Le 17 décembre 2012, deux ans après, le constat est sombre, la réalité est pire et les promesses de la révolution se sont peut être évanouies. Les différents gouvernements de la transition n’ont pas pu combler le trou et ils ont reconnu la grande difficulté à trouver des solutions efficaces à la situation et à sortir de la spirale de la violence politique.

Le chômage et le taux de pauvreté ont beaucoup grimpé dans les régions intérieures. Les chefs d’entreprises ont subi un chantage salarial énorme. La scène politique et sociale s’est caractérisée par des dérapages dangereux. Le mot dégage? On l’entend encore…

Deux ans de transition difficile ne sont pas passés sans laisser des séquelles directes sur l’économie nationale. En cette fin d’année, la situation économique et sociale s’aggrave encore: creusement du déficit commercial pour atteindre 9.890 MDT, aggravation du déficit courant à 6,9% du PIB, contre 5,8% durant la même période de l’an passé. Les réserves en devises ont baissé à un niveau historique. La contraction du niveau des avoirs nets en devises au niveau de  9.773 MDT ou l’équivalent de 94 jours d’importation à la date du 26 novembre 2012. La flambée des prix des matières de première nécessité a abouti a alourdir les dépenses des ménages. Le nombre de ceux qui cherchent des emplois a beaucoup grossi.

La liberté dans toutes ses formes a, peut être, été pour plusieurs le seul acquis de révolution. Chacun peut faire ce qu’il veut: fermer une usine ou une école, descendre dans la rue, attaquer un syndicat, un siège d’un parti politique, brûler un poste de police, fermer une autoroute, violer une femme, bâtir sans permis, pénurie du lait, menace terroriste sur nos frontières…Voilà malheureusement ce que liberté veut aujourd’hui dire pour certains.

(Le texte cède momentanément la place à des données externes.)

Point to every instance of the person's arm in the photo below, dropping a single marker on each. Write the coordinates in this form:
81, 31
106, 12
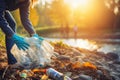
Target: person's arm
24, 15
3, 22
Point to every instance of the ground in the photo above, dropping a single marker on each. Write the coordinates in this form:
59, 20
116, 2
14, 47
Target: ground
71, 61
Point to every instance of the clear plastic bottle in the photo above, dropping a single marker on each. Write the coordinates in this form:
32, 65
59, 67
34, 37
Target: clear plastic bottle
52, 73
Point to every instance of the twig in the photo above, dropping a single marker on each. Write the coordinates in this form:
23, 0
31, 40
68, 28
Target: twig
5, 72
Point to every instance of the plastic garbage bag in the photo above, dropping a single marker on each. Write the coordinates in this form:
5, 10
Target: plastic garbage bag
38, 55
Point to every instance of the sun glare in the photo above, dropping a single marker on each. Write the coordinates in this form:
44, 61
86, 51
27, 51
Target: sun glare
77, 3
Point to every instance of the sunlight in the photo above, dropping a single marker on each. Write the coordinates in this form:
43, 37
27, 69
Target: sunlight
81, 43
77, 3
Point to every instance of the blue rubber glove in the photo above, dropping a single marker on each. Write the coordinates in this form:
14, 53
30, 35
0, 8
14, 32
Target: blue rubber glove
20, 42
39, 37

Le 17 décembre 2012, les deux présidents de la Troïka ont payé cher cette large marge de liberté. Cette date n’était pas seulement celle de la célébration du déclenchement de la révolution, mais peut être aussi la chute de l’Etat. Le bilan de deux ans de révolution a hérissé les habitants de Sidi Bouzid. «  Nous n’avons encore rien vu. Vive Ben Ali !», criait une femme dans la foule.

L’agression, même verbale, du Président de la République et du Président de l’ANC à Sidi Bouzid était un tournant dangereux. Marzouki et Ben Jaafar ont été chahutés à Sidi Bouzid. Heureusement pour l’autre Président que la grippe d’hiver aura épargné du jet des pierres du « Printemps arabe ».

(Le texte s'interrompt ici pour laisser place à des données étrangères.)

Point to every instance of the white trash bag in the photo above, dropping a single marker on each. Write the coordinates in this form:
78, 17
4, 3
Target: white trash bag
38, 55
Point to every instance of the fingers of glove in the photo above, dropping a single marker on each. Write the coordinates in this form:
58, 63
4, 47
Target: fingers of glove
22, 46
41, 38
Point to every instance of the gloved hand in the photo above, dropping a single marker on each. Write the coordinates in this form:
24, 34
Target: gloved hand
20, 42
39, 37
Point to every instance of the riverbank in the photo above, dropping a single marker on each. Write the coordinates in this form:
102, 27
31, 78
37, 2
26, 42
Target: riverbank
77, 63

Les deux responsables ont peut être oublié leurs déclarations et promesses de l’an dernier. Au lieu de présenter ce qui devrait être réalisé dans les régions défavorisées et ce qu’ils doivent maintenant faire, voilà que deux présidents de la Troïka essayent encore de laisser de nouvelles promesses.

Ce qui s’est passé le 17 décembre à Sidi Bouzid requiert vraiment la plus grande attention. C’est une sanction de l’incompétence de la Troïka dans le traitement des dossiers urgents comme le dossier des blessés de la révolution, le rapatriement des membres de l’ancien régime et la récupération de leurs avoirs à l’étranger… La plus grande erreur de la Troïka est qu’elle a laissé s’accumuler des dossiers urgents.

A Sidi Bouzid, les deux Présidents n’ont  pu ni défendre leur triste bilan, ni convaincre les milliers de personnes qui sont venus pour manifester leur colère et leur déception. «  Ils auraient mieux fait de se taire ! », criait un jeune chômeur. La visite de deux Présidents de la Troïka à Sidi Bouzid n’a fait que mettre en lumière l’ampleur du malaise de la population qui souffre  déjà de l’injustice sociale. Une question s’impose : où va la Tunisie?